Das letzte Jahrzehnt war gekennzeichnet durch die Erleichterung des Zugangs von Frauen / Müttern in die Erwerbsarbeit und der Vereinbarkeit von Beruf und Familie und die Berücksichtigung deren Lebensphasen und -situationen. Dieses Jahrzehnt steht im Zentrum der Ermöglichung von Zeit für Familie auch von Männern / Vätern sowie deren aktive Mitgestaltung von Lebensphasen und -situationen.

Schon heute nimmt eine steigende Anzahl von Vätern die Möglichkeit in Anspruch, in Elternzeit zu gehen. Der Wertewandel in der Gesellschaft hin zu einer stärkeren Balance zwischen beruflichen und privaten Belangen wird diese Entwicklung weiter vorantreiben.

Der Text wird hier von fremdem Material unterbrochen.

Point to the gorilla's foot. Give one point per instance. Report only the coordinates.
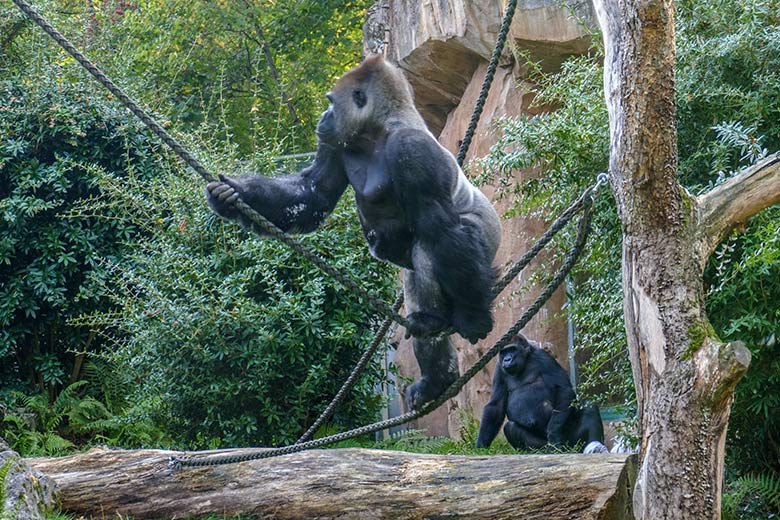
(472, 324)
(424, 325)
(425, 390)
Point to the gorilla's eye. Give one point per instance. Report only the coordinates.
(360, 98)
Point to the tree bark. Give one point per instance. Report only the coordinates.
(346, 483)
(685, 376)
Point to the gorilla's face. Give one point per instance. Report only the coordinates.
(513, 357)
(348, 113)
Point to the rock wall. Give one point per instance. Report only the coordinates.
(444, 46)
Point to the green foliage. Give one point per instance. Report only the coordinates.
(727, 98)
(50, 130)
(752, 497)
(262, 67)
(229, 339)
(571, 144)
(253, 340)
(35, 427)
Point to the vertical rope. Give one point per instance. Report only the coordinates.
(489, 74)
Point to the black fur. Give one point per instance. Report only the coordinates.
(533, 392)
(417, 209)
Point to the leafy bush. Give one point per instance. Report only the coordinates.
(229, 339)
(752, 497)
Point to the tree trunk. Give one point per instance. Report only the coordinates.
(346, 483)
(685, 376)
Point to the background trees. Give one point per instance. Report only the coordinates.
(115, 272)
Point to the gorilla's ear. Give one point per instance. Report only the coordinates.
(359, 97)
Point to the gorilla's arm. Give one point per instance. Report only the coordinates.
(295, 203)
(495, 411)
(562, 408)
(450, 245)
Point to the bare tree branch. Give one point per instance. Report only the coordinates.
(739, 198)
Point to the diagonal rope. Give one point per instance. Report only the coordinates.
(559, 223)
(571, 259)
(256, 218)
(353, 376)
(381, 306)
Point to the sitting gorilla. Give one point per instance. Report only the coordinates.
(417, 209)
(533, 392)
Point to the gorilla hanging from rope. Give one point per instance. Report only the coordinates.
(417, 208)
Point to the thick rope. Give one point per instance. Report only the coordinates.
(381, 306)
(571, 259)
(559, 223)
(267, 226)
(491, 71)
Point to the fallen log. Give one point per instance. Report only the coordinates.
(344, 484)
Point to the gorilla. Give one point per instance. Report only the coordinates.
(533, 392)
(416, 207)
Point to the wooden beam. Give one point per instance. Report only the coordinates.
(346, 483)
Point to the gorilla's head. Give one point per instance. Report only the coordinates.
(362, 101)
(512, 358)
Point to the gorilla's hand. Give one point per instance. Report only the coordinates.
(472, 324)
(221, 195)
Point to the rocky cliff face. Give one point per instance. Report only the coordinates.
(444, 46)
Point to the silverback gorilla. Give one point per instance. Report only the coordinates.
(417, 209)
(533, 392)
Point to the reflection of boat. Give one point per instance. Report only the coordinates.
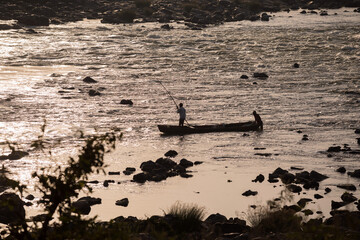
(230, 127)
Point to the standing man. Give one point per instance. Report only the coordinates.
(182, 112)
(258, 119)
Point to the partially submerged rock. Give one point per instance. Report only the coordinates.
(347, 186)
(89, 80)
(123, 202)
(11, 209)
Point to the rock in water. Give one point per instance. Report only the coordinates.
(33, 20)
(260, 75)
(126, 102)
(260, 178)
(93, 93)
(171, 153)
(123, 202)
(250, 193)
(89, 80)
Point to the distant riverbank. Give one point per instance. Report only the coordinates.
(202, 12)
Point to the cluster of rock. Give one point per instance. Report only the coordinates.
(163, 168)
(310, 180)
(202, 12)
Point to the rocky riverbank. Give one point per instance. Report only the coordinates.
(203, 12)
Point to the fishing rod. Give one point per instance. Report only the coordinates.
(168, 94)
(171, 98)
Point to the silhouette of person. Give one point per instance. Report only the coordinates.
(182, 112)
(258, 119)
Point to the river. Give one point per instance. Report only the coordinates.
(41, 79)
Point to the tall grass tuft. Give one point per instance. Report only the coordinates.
(186, 217)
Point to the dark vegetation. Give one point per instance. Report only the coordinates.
(45, 12)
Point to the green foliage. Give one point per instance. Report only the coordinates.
(142, 3)
(60, 185)
(279, 221)
(187, 217)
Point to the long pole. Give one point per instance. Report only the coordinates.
(171, 98)
(169, 94)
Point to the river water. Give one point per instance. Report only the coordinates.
(41, 78)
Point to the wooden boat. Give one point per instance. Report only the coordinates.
(229, 127)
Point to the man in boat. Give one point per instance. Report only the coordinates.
(258, 119)
(182, 112)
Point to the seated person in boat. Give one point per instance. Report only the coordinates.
(258, 119)
(182, 112)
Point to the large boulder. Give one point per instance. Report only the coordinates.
(216, 218)
(166, 163)
(11, 208)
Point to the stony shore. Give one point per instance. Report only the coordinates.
(198, 12)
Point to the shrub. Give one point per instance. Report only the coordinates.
(59, 186)
(127, 15)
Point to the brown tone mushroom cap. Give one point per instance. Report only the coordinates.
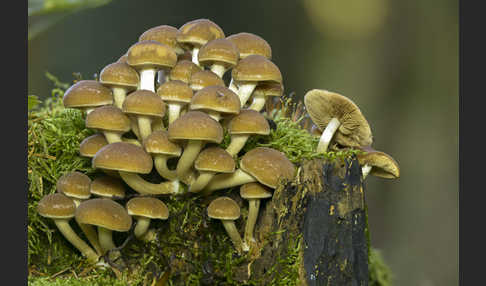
(183, 71)
(216, 98)
(215, 159)
(75, 185)
(108, 187)
(224, 208)
(196, 125)
(56, 206)
(251, 44)
(323, 105)
(104, 213)
(249, 121)
(256, 68)
(151, 54)
(267, 165)
(144, 102)
(158, 143)
(91, 144)
(175, 91)
(147, 207)
(109, 118)
(122, 156)
(119, 74)
(86, 94)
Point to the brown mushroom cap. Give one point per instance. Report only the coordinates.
(122, 156)
(251, 44)
(256, 68)
(151, 54)
(183, 71)
(147, 207)
(249, 121)
(144, 102)
(56, 206)
(158, 143)
(323, 105)
(216, 98)
(109, 118)
(219, 51)
(267, 166)
(224, 208)
(175, 91)
(215, 159)
(119, 74)
(86, 94)
(196, 125)
(75, 185)
(91, 144)
(104, 213)
(255, 191)
(108, 187)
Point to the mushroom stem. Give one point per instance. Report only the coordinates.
(119, 94)
(141, 186)
(160, 163)
(237, 143)
(142, 226)
(201, 181)
(327, 134)
(253, 207)
(188, 156)
(233, 233)
(223, 181)
(73, 238)
(147, 79)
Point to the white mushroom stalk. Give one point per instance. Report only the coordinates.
(327, 135)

Hinzu kommt die zunehmende Aufhebung der traditionellen Rollenverteilung zwischen Mann und Frau, die auch das Verhältnis des Mannes zu seiner Arbeit verändert. Diese ist häufig nicht mehr das wichtigste Element im Leben und wichtigstes klassisches Vorzeigeprodukt, sondern gerade Nachwuchskräfte wünschen sich auch genügend Zeit für das Familien- und Privatleben.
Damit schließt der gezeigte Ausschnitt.